The problem is that Murdoch, like Hearst, has the reach and clout to MAKE his news true.  Hearst started a war to sell papers – does anyone doubt that Murdoch won’t cross a few lines to do the same?  We spoke about trusting the media at our Las Vegas conference last week and had we trusted the Journal’s interpretation of the Merkozy statement, we couldn’t have made the right call in Member Chat, at 12:21, when I called a bottom and we went long on the Nasdaq with the QQQ Oct $57 calls at .15 (now .22, up 46%) and the DIA Oct $115 calls at .45 (now .83, up 84%).  

It’s not enough just to read the news, you have to think about your sources and the motivations of your sources.  As we learned with our EU news exercise, sometimes you have to go far and wide to find a contrary opinion but, when everyone has the same opinion – THAT’s when you should be most worried.  We’ve been looking on the bright side of Europe since early September, when I ran a series of posts illustrating how small Greece was in the grand scheme of things.  On September 6th, I suggested a trade idea of selling 1 EWG (the Germany ETF) Oct $18 put for $1 and buying 2 Oct $18/19 bull call spreads for .65 each, which was net .30 on the spread.  EWG is at $20 so, barring some catastrophe – that trade will be up 566% as options expire today – turning $300 (10 sold contracts, 20 bought) into $2,000 in 6 weeks.  THAT is how we use the news to make profits in the market!  

To some extent, we are doing what Mr. Murdoch does – we are selling FEAR – in the form of options premiums.  When we sell the EWG Oct $18 puts for $1, someone is paying us to promise to buy their German ETF from them for $18 (which is a net $17 entry for us) because they have been intimidated into believing that it may be worth far less than that, even though the price of the ETF at the time was $18.50.  We were able to effectively enter a position on EWG that was 10% below the current price and we take advantage of these negative news cycles because we are FUNDAMENTAL traders and know how to look beyond the current PRICE of a security and determine our own long-term VALUE.  
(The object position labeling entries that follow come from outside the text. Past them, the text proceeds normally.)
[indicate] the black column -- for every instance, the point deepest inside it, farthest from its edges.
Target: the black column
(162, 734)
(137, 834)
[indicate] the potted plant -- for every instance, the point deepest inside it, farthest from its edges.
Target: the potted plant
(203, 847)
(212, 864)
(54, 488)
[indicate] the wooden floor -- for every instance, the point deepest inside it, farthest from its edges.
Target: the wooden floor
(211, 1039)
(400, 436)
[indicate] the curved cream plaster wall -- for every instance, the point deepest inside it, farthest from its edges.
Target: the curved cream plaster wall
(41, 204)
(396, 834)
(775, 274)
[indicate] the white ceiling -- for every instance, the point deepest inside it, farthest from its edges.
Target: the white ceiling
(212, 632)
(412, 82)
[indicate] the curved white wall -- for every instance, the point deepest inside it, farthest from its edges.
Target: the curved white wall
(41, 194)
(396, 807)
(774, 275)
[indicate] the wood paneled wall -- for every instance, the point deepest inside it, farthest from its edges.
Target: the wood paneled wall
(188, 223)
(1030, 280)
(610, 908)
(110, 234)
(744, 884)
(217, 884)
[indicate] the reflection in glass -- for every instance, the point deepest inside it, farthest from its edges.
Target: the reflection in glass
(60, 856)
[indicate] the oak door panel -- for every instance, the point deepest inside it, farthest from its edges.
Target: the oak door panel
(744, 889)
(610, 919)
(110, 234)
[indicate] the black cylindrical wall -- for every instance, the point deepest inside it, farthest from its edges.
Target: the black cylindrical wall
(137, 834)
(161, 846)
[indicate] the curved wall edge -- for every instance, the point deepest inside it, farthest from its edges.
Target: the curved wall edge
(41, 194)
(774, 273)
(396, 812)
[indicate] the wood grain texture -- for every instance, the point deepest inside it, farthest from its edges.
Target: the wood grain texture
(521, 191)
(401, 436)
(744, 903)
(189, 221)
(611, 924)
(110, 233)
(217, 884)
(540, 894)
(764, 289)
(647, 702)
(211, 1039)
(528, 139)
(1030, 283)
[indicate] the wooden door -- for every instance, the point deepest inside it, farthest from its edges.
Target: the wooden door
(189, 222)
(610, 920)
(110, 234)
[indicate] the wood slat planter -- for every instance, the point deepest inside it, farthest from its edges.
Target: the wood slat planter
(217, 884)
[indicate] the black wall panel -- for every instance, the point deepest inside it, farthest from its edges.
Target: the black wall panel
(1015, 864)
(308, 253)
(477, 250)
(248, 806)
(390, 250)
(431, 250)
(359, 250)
Because we felt that $19 was a fair VALUE for EWG, we added the aggressive bullish positions and leveraged that Dollar we collected on each contract into tremendous gains.  What was our risk?  Owning EWG for a net of $18.15 per share – we had no fear of that because, no matter what panic took hold of the market over the next 6 weeks to influence the PRICE of the ETF – we had already determined it’s VALUE was $19 to us and we would be willing to wait as long as it took for the markets to calm down and make the same, rational assessment we had made back in September.  

Our Fundamental assessment of the EU situation led us to be bullish since the month began (see yesterday’s post and, of course, Stock World Weekly) and this morning, at 7:33, I noted to Members that my interpretation of the EU news was catching on and that it might be a good idea to grab the Russell Futures (/TF) at 700 and the oil Futures (/CL) at $87 as bullish pre-market trades.   At 9am, oil is already up $1, which is a gain of $1,000 per contract on the futures and the Russell is slowly but surely making progress at 702.20, up $220 per contract at the moment.  

As long as we make enough to pay for our Egg McMuffins, I’m happy with those futures trades.  We cashed out out $25,000 Portfolio yesterday as we took advantage of the up and down market swings and we’ll bank that virtual $130,000 (up 420% in 9 months) and take $15,000 of it to start our White Christmas Portfolio next week – hopefully we’ll be over our Must Hold lines and we’ll have a base from which to take some aggressive upside positions so we can get to our goal of $25,000 by Christmas (up 66.6% in honor of Lloyd "the beast" Blankfein).  

It’s a long way between now and next Wednesday and, even if the EU is "fixed", if the bailout package is deemed too small, we could be back to square one again.  That’s why we opted to move more into cash in our short-term positions (killing the $25KP entirely) as we’d rather be flexible than right but, as you can see from yesterday’s little bullish plays – being in cash doesn’t mean you can’t have a little fun while you wait for clarity!